Editorial Roundup: Nebraska

Lincoln Journal Star. May 23, 2024.

Editorial: DOJ findings are a people issue, not a political one

Nebraska is violating the Americans with Disabilities Act by unnecessarily segregating people with serious mental illnesses in assisted living facilities and day programs.

That is the finding of a three-year probe of the state’s mental health system by the U.S. Department of Justice.

That investigation found that Nebraska’s system relies too much on “mini-institutions,” particularly assisted living facilities, where people with serious mental illnesses are grouped together, supervised by paid staff and have little contact with people without disabilities.

Residents often leave the homes only for medical appointments, group visits to grocery and convenience stores or to participate in day programs, that, the investigation found, provide no path to employment and offer little beyond supervision and crafts.

About 5,000 Nebraskans with serious mental illnesses live in facilities, according the letter sent by Kristen Clarke, assistant attorney general for the DOJ’s civil rights division to Gov.
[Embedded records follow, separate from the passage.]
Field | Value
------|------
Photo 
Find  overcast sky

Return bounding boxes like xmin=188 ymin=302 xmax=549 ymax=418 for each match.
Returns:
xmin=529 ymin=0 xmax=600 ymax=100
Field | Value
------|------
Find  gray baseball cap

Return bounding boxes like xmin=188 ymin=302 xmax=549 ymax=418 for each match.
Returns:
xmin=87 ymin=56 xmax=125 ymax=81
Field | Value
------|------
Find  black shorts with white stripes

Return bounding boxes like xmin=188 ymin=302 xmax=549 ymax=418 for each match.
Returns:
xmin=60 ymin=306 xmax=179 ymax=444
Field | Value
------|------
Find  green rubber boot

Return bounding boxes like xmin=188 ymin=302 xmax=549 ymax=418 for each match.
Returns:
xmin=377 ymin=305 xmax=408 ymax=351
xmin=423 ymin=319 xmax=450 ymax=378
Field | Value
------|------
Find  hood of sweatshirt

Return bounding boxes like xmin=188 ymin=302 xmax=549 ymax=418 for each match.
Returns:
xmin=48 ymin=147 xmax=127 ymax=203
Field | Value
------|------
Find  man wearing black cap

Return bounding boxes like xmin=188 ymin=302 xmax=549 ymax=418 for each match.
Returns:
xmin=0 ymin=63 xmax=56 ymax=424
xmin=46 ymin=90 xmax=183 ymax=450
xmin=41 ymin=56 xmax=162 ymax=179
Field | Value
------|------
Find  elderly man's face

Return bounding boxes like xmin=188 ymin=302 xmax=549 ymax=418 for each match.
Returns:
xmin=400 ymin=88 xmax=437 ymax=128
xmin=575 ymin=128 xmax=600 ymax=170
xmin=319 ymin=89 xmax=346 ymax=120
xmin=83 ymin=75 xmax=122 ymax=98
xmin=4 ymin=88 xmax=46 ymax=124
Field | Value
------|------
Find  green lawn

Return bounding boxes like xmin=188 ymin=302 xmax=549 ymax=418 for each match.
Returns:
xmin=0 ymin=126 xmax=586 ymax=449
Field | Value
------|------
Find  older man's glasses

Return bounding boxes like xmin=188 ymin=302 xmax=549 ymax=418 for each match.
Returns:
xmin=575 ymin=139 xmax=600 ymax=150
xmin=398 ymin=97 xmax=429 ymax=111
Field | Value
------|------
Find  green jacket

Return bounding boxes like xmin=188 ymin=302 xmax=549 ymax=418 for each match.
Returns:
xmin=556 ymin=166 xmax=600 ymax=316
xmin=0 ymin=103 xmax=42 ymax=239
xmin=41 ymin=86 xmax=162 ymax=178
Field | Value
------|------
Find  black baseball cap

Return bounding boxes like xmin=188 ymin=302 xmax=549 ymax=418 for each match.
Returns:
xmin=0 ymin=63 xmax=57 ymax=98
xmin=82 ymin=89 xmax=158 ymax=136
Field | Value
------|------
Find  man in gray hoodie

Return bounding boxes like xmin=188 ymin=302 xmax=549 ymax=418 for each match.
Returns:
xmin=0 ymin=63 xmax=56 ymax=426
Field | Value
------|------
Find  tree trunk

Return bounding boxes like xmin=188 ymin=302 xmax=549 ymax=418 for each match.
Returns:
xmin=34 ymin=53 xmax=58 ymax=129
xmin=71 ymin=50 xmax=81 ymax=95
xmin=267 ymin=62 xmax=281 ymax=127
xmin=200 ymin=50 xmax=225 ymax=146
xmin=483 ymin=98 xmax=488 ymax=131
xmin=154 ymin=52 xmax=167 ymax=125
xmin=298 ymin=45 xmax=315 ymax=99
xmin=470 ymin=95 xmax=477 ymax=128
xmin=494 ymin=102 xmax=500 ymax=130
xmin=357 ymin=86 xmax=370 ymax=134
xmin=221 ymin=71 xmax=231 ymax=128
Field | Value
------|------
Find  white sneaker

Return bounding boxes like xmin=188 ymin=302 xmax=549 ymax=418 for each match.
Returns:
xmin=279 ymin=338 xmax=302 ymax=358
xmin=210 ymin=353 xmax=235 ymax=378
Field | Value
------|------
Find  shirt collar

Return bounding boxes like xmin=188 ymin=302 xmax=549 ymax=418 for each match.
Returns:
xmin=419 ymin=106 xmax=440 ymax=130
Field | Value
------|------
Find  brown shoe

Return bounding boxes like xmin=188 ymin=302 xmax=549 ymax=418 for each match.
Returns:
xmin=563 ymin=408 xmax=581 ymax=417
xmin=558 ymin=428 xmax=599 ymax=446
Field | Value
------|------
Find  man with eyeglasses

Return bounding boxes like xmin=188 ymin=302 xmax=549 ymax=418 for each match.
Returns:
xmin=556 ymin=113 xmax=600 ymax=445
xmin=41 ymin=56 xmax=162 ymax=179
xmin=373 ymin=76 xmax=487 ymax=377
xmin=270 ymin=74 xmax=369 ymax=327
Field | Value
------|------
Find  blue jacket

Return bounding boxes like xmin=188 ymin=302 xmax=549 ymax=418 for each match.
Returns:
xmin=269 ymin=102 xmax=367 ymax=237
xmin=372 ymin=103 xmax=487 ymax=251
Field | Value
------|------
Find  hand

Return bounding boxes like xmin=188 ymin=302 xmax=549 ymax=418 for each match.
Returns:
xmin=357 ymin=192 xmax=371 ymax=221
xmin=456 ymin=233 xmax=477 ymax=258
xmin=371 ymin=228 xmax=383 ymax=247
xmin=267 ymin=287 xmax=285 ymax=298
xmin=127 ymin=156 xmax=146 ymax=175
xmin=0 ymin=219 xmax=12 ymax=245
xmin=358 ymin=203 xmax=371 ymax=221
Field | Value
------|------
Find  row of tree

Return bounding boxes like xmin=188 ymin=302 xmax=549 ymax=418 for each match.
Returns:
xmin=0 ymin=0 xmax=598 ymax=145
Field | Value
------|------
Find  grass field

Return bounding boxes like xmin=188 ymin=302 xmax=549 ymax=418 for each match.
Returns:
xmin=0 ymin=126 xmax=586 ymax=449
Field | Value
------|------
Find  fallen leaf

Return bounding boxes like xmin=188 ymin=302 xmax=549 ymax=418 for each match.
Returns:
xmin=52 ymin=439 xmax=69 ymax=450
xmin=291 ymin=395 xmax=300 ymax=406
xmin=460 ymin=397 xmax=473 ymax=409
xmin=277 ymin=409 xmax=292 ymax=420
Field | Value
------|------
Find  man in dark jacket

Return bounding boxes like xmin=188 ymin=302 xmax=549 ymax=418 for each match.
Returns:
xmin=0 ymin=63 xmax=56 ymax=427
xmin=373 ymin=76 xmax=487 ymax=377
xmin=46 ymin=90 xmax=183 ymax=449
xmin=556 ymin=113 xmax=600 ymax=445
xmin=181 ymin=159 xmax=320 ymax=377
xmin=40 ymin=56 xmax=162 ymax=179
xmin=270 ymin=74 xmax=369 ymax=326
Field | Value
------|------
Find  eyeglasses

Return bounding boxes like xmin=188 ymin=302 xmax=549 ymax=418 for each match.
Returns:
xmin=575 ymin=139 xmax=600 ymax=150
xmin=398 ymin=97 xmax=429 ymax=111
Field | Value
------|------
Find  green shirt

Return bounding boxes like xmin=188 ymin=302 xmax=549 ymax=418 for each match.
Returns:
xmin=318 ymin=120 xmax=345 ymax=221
Jim Pillen.

At least 19 assisted living facilities primarily house people with serious mental illnesses with capacity ranging from 10 residents to nearly 250, and there are 22 Medicaid- and state-funded day programs for those people.

Nebraska, Clarke wrote, needs to make changes in programming.

“Far too often, people with mental health disabilities are institutionalized when they could succeed and thrive in the community,” Clarke wrote. “It’s time to bring an end to the days of funneling people with disabilities down a dead-end road towards institutionalization and unemployment when they could succeed if provided pathways toward independence and dignity.”

The Pillen administration responded to Clarke’s letter expressing “disappointment with allegations issued by the Biden administration,” seemingly trying to turn the investigation and recommendations for change into a partisan issue, which it is not, rather than responding to the findings and recommendations for change.

Rather, it is a societal issue that affects a wide cross-section of Nebraskans, friends and family members, taxpayers, businesses who could become employers and, especially, the seriously mentally ill who are not being provided services “in the most integrated setting” as required under the ADA.

Nebraska has a few programs that provide the required supportive services. But they are limited in number and location. And the state again fails the mentally ill by using restrictive criteria for the programs, lacking the staff for programs and utilizing a payment structure that favors assisted living rather than independent living.

All those issues must be addressed by the Department of Health and Human Services and should be done voluntarily in cooperation with the DOJ, which is threatening a lawsuit if the state does not move to bring its programs into ADA compliance.

Battling with the DOJ in court, in a case that the state is almost certain to lose, would solve nothing and only delay the program changes that should help, rather than warehouse, Nebraska’s severely mentally ill.